The etiology of keratoconus remains unknown. It is usually acquired sporadically, although a few cases have been described of either autosomal dominant or recessive inheritance. Other factors that predispose to keratoconus include rubbing of the eyes or atopic dermatitis, as well as allergies [11].
Management and treatment of the disease is different depending on the severity. Mild cases can be treated with spectacles, although the patient often does not report good visual acuity due to irregular astigmatism. Rigid contact lenses are the preferred option in moderate keratoconus, including the piggyback systems and corneoscleral rigid lenses. In our case, the disease was too advanced to consider the previous options and surgical intervention was necessary. Corneal transplantation is the most frequent treatment for severe keratoconus, mostly penetrating keratoplasty or DALK. In addition, a close monitoring of the disease must be done, to avoid arriving to severe stages. When progression cannot be stopped with conservative options, corneal cross-linking may be performed.
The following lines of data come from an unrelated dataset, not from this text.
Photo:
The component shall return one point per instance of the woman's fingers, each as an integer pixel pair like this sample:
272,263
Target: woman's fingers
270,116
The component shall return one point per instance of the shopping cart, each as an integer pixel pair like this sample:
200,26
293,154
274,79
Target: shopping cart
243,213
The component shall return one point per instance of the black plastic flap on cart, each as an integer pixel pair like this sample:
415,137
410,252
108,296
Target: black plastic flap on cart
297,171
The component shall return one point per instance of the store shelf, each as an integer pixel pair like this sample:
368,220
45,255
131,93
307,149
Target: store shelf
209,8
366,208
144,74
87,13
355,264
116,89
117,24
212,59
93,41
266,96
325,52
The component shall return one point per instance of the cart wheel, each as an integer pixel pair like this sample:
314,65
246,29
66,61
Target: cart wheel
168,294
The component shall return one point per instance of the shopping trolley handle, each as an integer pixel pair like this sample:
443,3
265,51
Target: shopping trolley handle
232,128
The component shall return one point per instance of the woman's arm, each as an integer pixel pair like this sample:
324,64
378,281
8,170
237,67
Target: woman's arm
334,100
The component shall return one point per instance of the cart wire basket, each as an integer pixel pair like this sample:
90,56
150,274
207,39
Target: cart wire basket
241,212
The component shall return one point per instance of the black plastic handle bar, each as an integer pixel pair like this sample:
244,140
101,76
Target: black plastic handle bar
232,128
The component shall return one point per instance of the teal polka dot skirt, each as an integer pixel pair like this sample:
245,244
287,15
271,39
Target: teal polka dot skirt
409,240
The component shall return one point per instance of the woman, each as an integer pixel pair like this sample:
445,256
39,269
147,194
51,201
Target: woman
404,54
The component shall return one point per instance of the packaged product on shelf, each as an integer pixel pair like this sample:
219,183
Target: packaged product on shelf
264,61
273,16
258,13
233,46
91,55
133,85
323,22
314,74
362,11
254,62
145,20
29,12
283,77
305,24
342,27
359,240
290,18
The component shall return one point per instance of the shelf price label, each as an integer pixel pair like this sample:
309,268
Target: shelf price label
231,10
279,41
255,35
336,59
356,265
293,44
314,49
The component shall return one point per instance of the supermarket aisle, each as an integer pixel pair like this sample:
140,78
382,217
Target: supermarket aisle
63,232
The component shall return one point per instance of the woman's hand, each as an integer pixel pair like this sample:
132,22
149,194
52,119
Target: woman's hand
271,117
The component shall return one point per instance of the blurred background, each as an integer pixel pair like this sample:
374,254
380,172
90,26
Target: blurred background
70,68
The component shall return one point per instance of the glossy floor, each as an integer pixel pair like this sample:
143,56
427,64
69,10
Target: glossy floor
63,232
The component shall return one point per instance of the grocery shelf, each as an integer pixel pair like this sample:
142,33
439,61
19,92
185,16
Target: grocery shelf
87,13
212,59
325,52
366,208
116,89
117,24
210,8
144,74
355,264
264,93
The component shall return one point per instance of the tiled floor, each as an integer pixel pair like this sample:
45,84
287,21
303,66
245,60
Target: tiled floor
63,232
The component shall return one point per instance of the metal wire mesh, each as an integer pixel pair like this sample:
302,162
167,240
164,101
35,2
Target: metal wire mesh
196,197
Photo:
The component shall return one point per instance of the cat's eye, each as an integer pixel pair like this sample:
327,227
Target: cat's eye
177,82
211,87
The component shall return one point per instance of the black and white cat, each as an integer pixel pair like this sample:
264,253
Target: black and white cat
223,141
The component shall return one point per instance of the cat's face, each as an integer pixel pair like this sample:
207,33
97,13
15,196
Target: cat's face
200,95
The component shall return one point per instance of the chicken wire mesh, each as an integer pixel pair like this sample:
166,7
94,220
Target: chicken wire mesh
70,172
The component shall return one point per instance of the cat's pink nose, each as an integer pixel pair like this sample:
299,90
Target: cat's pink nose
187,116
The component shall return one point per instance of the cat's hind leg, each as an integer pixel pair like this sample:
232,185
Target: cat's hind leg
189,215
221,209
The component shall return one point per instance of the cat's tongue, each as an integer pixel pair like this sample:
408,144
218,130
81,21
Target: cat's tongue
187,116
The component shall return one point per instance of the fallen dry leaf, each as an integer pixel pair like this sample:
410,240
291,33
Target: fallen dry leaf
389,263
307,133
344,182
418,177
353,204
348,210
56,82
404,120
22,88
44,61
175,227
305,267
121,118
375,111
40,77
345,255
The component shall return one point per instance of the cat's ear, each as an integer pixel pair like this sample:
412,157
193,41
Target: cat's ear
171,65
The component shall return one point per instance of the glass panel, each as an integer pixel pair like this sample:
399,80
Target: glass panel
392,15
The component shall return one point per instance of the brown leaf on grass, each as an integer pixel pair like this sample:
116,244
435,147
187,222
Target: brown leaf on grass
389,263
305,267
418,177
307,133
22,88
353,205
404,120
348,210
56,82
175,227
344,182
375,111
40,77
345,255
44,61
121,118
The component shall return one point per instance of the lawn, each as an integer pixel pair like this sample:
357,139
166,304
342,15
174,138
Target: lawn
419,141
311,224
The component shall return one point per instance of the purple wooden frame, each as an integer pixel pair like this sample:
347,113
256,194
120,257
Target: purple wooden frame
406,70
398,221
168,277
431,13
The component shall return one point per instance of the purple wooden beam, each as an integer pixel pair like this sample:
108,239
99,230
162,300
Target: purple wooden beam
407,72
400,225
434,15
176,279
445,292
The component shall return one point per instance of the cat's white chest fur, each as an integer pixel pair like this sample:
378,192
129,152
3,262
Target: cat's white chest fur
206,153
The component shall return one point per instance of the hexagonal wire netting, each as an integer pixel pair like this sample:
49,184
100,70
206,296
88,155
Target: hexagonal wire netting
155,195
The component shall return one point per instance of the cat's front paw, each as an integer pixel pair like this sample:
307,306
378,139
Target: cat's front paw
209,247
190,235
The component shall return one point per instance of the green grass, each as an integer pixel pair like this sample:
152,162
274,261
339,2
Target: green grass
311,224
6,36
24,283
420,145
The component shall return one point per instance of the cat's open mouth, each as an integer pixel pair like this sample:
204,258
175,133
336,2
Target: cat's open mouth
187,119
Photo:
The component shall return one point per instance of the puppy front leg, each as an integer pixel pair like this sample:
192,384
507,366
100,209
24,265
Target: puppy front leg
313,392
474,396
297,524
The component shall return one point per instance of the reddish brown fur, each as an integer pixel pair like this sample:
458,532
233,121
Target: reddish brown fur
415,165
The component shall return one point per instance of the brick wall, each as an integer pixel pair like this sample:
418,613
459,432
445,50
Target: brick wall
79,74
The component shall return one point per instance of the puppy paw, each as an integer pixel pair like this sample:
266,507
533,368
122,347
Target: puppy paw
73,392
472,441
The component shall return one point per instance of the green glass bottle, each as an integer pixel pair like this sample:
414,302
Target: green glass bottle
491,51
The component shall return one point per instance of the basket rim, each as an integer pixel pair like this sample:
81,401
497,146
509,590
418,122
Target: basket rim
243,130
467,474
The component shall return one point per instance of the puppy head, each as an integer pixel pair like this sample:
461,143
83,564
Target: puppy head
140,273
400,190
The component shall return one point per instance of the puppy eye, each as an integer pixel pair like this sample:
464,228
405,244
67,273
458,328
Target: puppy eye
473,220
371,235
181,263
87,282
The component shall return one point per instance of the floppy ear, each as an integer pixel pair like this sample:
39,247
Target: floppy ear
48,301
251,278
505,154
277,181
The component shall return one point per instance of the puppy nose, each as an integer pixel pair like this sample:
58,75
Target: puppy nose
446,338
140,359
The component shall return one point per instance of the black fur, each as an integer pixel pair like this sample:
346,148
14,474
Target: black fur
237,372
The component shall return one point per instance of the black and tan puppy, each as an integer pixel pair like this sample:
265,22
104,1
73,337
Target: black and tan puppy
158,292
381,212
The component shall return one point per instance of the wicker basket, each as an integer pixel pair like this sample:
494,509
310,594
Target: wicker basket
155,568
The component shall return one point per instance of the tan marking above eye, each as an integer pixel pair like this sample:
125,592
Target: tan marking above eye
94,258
Keratoconus is present in many ophthalmic as well as systemic manifestations, but to date, the cases reported of keratoconus and Pierre Robin sequence are very limited [12]. Our case description demonstrates that ocular manifestations are important but understudied contributors to disease burden in this patient population.
To conclude, patients diagnosed of Pierre Robin sequence complaining of poor vision should be examined through corneal topography for keratoconus, as well as more frequent ophthalmic manifestations. Early diagnosis is of special interest, since it could prevent both deterioration of visual acuity, and future needs of surgery and general anesthesia, avoiding intubation in subjects where micrognathia and glossoptosis impair airway management.